New API for storage based libfabric clients #7902

iziemba · 2022-07-27T00:03:00Z

iziemba
Jul 27, 2022
Collaborator

We have been looking to optimally support storage libfabric clients with the CXI provider. One common trend we are seeing with storage libfabric clients is they implement an RPC layer over libfabric, and the underlying libfabric operations the RPCs map to are similar.

For example, the following is a generalization of how the Mecury bulk RPC uses libfabric. Note: The following message sequence diagram assumes the provider requires FI_MR_ENDPOINT.

The client does the following:

Allocate a "use-once" MR for the server to read/write data from/to
Use messaging to send the RKEY to the server
Wait for the server to send a completion message back

The server does the following:

Use RMA and client RKEY to read/write payload
Use messageing to notify the client when the operation has completed

The main issue we are trying to optimize is to have the server avoid doing two network operations (RMA + message) to move data across the fabric and notify the client when this is completed. For a client bulk read operation, tagged messaging could be used to resolve this. The server can now do a fi_tsend to the client to move data and notify the client instead of having to do an RMA write + fi_send.

Using tagged messaging only helps the client bulk read operation. The bulk write still requires an RMA read + fi_send.

To address the bulk write issue, it seems like a new libfabric API is needed to collapse an RMA read + fi_send into a single behavior. Looking at the libfabric API, AMO operations have the ability to target a remote MR or a tagged receive buffer (FI_TAGGED AMO).
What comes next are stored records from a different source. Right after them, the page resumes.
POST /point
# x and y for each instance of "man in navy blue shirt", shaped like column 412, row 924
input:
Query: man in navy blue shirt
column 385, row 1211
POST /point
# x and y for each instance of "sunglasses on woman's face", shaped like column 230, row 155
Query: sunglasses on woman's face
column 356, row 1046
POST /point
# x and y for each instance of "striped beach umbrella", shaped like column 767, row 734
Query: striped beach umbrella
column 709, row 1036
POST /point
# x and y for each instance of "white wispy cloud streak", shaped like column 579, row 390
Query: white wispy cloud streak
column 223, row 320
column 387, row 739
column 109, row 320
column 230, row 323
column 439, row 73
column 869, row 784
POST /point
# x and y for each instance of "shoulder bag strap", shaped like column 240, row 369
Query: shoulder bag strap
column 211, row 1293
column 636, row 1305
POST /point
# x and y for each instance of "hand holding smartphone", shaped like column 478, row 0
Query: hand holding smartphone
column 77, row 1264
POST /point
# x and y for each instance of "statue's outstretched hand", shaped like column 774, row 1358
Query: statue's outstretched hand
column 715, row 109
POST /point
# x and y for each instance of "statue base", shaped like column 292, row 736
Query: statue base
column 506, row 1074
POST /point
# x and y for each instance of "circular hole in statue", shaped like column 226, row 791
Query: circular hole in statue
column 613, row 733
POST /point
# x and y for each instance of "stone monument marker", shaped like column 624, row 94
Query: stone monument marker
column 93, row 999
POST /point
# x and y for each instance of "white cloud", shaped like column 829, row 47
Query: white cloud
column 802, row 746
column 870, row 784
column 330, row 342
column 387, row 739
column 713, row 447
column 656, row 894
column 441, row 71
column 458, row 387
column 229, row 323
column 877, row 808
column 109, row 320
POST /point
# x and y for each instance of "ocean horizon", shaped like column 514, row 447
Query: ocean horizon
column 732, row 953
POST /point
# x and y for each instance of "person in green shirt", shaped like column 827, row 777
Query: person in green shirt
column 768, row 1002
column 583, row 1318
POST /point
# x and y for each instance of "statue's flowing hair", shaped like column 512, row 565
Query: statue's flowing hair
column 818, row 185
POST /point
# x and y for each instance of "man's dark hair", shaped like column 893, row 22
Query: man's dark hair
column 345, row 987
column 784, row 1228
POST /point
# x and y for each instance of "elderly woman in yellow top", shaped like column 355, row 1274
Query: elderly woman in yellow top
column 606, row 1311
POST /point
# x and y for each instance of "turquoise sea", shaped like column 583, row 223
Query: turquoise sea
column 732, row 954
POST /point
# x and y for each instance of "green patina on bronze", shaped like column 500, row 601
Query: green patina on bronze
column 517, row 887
Since FI_TAGGED AMO targets a receive buffer, this would seem to result in a two-sided AMO operation to a use-once buffer.

Building on the notion that an AMO operation can be a two-sided operation, allowing RMA to target a tagged receive buffer instead a remote MR would allow RMA + fi_send operations to be collapsed into a single operation. In the above example, the RMA read + fi_send operations a server would have to issue for a client bulk write now becomes a single tagged RMA operation.

Initial thoughts?

shefty · 2022-07-27T00:36:47Z

shefty
Jul 27, 2022
Maintainer

We should discuss this in an OFIWG call.

I had an email exchange on this topic yesterday, and the problem was described differently as being related to memory registration costs.

The current RMA APIs are insecure, particularly when unconnected endpoints are used. During the time that the RMA buffer is exposed, any number of peers could read/write the target buffer. Having a truly 'use-once' RMA buffer would help solve this. A more secure model would associate the buffer with a specific peer (for the RDM endpoint case). An FI_TAGGED_RMA feature could meet both of those requirements and would be easy to support by allowing the use of FI_TAGGED as a flag to the RMA calls. The tagged APIs work better for memory registration, in that the buffer can remain registered without the buffer itself being exposed to the network after the message is received.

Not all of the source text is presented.